The mechanical components were still sourced mainly from Chrysler as they had been since 1985: for example, the steering wheel came from a Chrysler minivan. The new split windshield caused visibility problems and blocked some of the air vents. The tested performance of the car included a 3.9 second run to 60 mph and a 12.3 second and 115 mph sprint through the quarter mile. Top speed was 163 mph, limited by drag.

==Challenge with C4 Corvette==
Warren Mosler was so confident in the performance of the GTP that he offered a $25,000 bounty to anyone who could pilot a street-legal production car around any U.S. racetrack faster than his car. Car and Driver took up the challenge, racing a 1988 Consulier GTP Series I Sport against a stock 1991 Chevrolet Corvette around the Chrysler proving grounds test track in Chelsea, Michigan. Arthur St.

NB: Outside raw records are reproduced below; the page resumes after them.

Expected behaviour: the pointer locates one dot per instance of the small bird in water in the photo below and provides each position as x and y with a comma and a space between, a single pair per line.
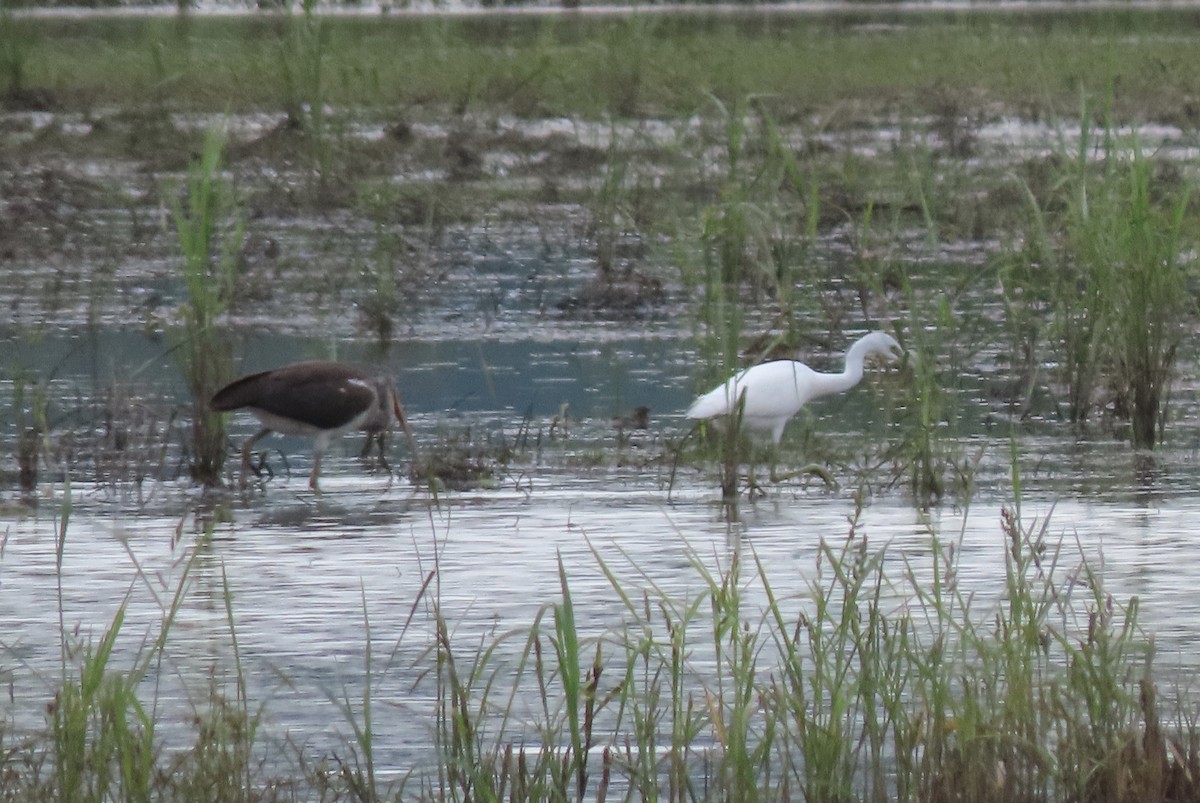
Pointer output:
318, 400
772, 393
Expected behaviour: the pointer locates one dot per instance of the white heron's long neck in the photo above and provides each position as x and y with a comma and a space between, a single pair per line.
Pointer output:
837, 383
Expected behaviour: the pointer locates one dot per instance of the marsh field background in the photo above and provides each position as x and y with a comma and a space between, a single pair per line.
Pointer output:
555, 229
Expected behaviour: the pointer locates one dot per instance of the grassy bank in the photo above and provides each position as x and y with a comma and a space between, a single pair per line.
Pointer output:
1031, 64
891, 677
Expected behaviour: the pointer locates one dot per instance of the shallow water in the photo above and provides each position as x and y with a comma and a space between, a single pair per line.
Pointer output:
311, 581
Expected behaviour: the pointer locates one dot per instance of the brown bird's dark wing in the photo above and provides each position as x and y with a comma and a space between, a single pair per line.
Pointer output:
324, 395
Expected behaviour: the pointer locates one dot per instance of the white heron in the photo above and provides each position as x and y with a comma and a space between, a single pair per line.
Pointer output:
772, 393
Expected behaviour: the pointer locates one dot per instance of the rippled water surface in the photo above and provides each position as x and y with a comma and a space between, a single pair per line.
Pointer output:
298, 586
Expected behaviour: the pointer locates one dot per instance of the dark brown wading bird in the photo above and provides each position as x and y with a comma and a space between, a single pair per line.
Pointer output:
317, 400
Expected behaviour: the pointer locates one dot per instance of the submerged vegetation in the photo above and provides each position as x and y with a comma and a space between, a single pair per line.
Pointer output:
723, 173
891, 677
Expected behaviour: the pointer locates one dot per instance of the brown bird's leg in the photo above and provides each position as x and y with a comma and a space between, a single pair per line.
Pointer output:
316, 472
246, 463
376, 437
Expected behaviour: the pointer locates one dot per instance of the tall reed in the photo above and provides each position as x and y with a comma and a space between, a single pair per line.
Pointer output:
1107, 253
209, 229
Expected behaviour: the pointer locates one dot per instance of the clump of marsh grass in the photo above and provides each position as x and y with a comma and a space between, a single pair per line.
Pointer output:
888, 678
881, 677
1107, 258
210, 233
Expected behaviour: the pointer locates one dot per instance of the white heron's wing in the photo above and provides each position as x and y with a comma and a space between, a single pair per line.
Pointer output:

Antoine and Csaba Csere took three laps each in the Corvette and the GTP. They were able to obtain a best lap of 1:21.01 in the Corvette versus the GTP's best of 1:22.56. Reviewer St. Antoine opined that the GTP was "difficult to handle" with "anemic brakes".

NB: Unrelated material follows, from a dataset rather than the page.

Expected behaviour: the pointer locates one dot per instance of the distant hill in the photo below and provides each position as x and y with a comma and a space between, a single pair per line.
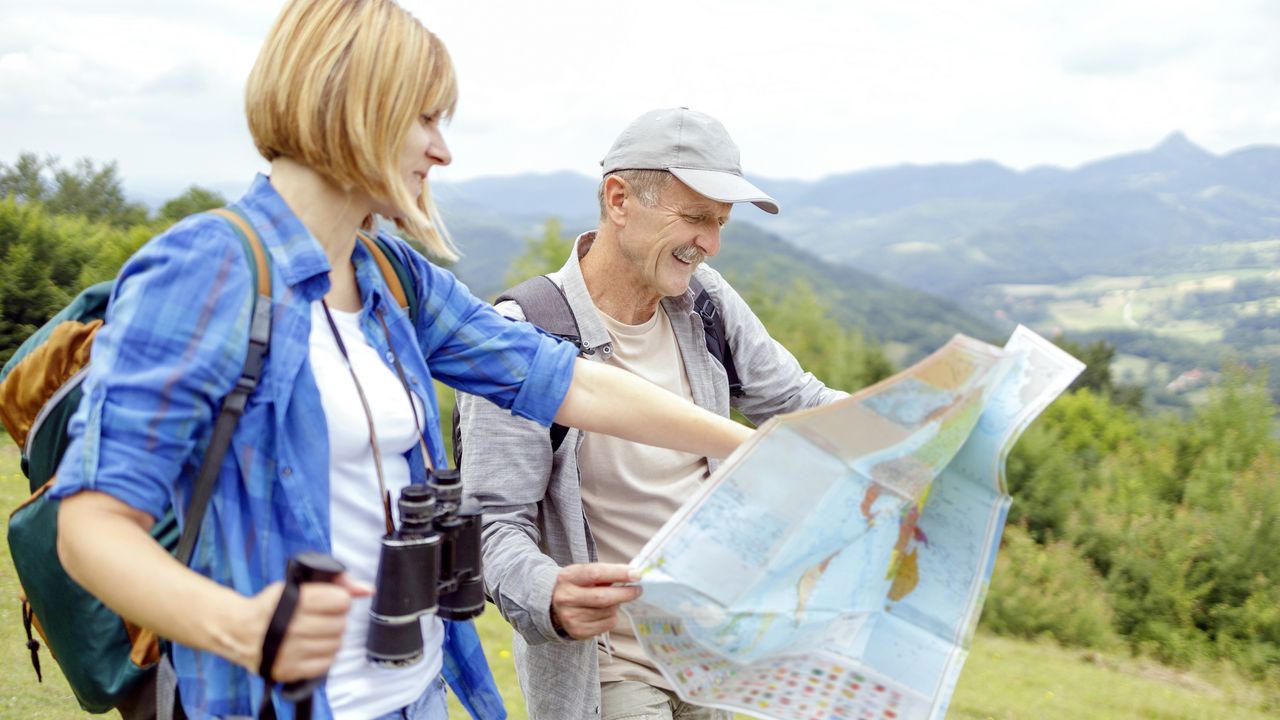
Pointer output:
882, 309
951, 228
1173, 244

When Car and Driver confronted Mosler with these results prior to publication, Mosler noted that the test car was three years old and worn out due to heavy use: the GTP obtained by Car and Driver was borrowed from a Track Time driver's school: it had worn tires and brake pads, no interior trim, and three cigarette lighters which were specially installed so Track Time could plug in their computer and portable radio equipment. Mosler offered to rerun the test using his company test driver and after installing new brake pads in the GTP, and agreed to pay the $25,000 if the GTP still didn't lap faster than the Corvette. Car and Driver refused, saying it might be faster because of the new driver. Mosler responded that they could use any driver they wanted for their car, but to have them drive the GTP and get paid if it lost due to a conflict of interest. Car and Driver subsequently published the Consulier GTP road test article in a negative and sarcastic light, where they ridiculed the borrowed car's lack of interior fit and finish and the three lighter plugs (failing to mention these were modifications made by the driving school), and compared the overall fit and finish negatively with a new Nissan 300ZX. They also claimed that Mosler defaulted on his promise. Supporting Mosler's position that the GTP should have won was the 1991 auto race in Lime Rock Park, with a Series II Consulier GTP. This car defeated Hurley Haywood's factory Porsche 911 Turbo, Boris Said's Callaway Twin Turbo Corvette, and Jim Minnaker's factory ZR1 Corvette; the race would be the GTP's last before it was banned from the IMSA series. To further back up his statements, Mosler raised the challenge to $100,000, however no production car was able to best the Series II Consulier GTP; it has been claimed that Chet Fillip bested the GTP, however he was in a modified RUF Porsche GT1 with racing slicks during his run at the Sebring International Raceway.